What a surprise, five months, stuck on my eyes
(apology to David Bowie)
Some good and some less good things
I was with Carol’s brother, Paul and I said one of Carol’s catchphrases and it was like she was there. Funny and sad, mostly funny.
I no longer have to compromise, I now make all my own decisions, good or bad, quickly or slowly, big or small.
I can do anything I want, if I wanted to get on a plane tomorrow I can do that.
I am sleeping a bit better, my new bed is really comfy.
The leg forced me to slow down and I think I’ve learnt that I don’t need to rush round like a “demented pootle” (Victoria Wood). Things will happen in their own good time.
I know what I don’t want: a dog, a cat, to do Airbnb, to have a lodger.
I love my house and am going to stay in it as long as I want.
I’ve still got quite a lot of things to do in the house, sorting out both Carol’s and my books, other assorted objects and reconfiguring how I use the space. It will take a while and that’s good as I need and want to be occupied. But I don’t want a job!
I’ve been thinking about friends who died too soon, Dave Royle 15th June 1996 and Wendy Ingham 17th June 1997. Both 36, Dave to AIDS, Wendy to nut poisoning. They both changed the world. Dave gave us books reflecting our gay lives and Wendy’s death directly led to nut allergy labelling and a wider public awareness about food allergies.
Rehabilitating my badly injured ankle has got me out walking every single day. I’ve started to meet my neighbours and that’s been very pleasant. The ones I’ve talked to all knew and liked Carol. I’ve done a bit of litter picking along the routes I travel and today was thanked by a passer by.
Dave and Paul and I planted some of Carol’s ashes yesterday. It felt like the right time and it was just us which was right too. We put them next to the ashes of Dave’s mother, Joyce, and Dave’s sister, Liz. Liz was Joyce’s second child to die before she did. So many people who have gone, the people who made up our lives.
Because Carol was not well and I was working we didn’t have much of a social life especially not in the last few years so now I have to build one up and that’s quite hard and sometimes I think I can’t be arsed.
I’m so very tired a lot of the time. In the past I would just keep going, I felt I had no choice when I was trying to keep us in a semblance of normality. Now I have to stop, I can’t plough on relentlessly. Crash instead.
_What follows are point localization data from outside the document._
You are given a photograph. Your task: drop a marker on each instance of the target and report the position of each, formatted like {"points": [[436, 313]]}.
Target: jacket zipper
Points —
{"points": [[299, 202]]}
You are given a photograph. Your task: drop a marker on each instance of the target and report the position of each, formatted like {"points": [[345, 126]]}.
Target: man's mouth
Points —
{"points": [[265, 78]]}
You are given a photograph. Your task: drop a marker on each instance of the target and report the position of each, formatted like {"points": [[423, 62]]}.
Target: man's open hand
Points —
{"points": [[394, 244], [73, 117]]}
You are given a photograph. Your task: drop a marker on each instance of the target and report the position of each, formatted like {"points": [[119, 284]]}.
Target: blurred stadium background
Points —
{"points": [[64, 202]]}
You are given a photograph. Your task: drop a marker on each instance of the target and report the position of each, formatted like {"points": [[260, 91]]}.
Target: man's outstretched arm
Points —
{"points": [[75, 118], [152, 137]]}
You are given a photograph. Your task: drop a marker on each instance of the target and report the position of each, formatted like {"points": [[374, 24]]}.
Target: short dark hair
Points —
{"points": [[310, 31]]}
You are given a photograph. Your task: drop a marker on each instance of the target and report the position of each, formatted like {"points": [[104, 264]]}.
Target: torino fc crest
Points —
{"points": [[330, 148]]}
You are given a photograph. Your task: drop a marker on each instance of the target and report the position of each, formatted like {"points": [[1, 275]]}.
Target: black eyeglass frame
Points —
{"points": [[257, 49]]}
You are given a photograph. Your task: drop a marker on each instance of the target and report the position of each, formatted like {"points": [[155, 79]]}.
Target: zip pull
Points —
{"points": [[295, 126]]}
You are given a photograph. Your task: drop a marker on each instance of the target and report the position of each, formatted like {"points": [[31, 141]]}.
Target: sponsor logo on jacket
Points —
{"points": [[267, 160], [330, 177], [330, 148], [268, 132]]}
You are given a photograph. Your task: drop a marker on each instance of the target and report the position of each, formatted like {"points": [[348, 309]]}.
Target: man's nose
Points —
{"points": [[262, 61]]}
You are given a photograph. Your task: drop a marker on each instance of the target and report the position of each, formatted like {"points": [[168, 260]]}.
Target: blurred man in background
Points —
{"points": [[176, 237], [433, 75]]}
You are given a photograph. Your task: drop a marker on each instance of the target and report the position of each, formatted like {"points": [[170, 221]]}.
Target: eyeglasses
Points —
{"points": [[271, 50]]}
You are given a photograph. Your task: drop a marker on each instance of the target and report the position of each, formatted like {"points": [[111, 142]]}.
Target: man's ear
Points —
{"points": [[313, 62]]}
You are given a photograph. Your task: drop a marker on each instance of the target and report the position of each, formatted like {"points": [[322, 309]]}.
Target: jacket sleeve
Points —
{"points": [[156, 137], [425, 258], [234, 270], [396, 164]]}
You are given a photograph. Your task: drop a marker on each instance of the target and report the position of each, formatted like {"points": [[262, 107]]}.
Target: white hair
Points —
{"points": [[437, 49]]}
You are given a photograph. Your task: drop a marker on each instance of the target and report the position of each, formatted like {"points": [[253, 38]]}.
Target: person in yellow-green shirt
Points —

Every day that passes is a day further away from Carol. It’s inevitable but I don’t want it. Carol gave me one of Tristan Gooley‘s books last Christmas, I want her to know that I met him on Friday and what a nice guy he is.
I miss physical contact.
I’m lonely. Sometimes I’m lonely when I’m with people.
Thankfully I like my own company.
My brain hurt like a warehouse, it had no room to spare
I had to cram so many things to store everything in there
And all the fat-skinny people, and all the tall-short people
And all the nobody people, and all the somebody people
I never thought I’d need so many people.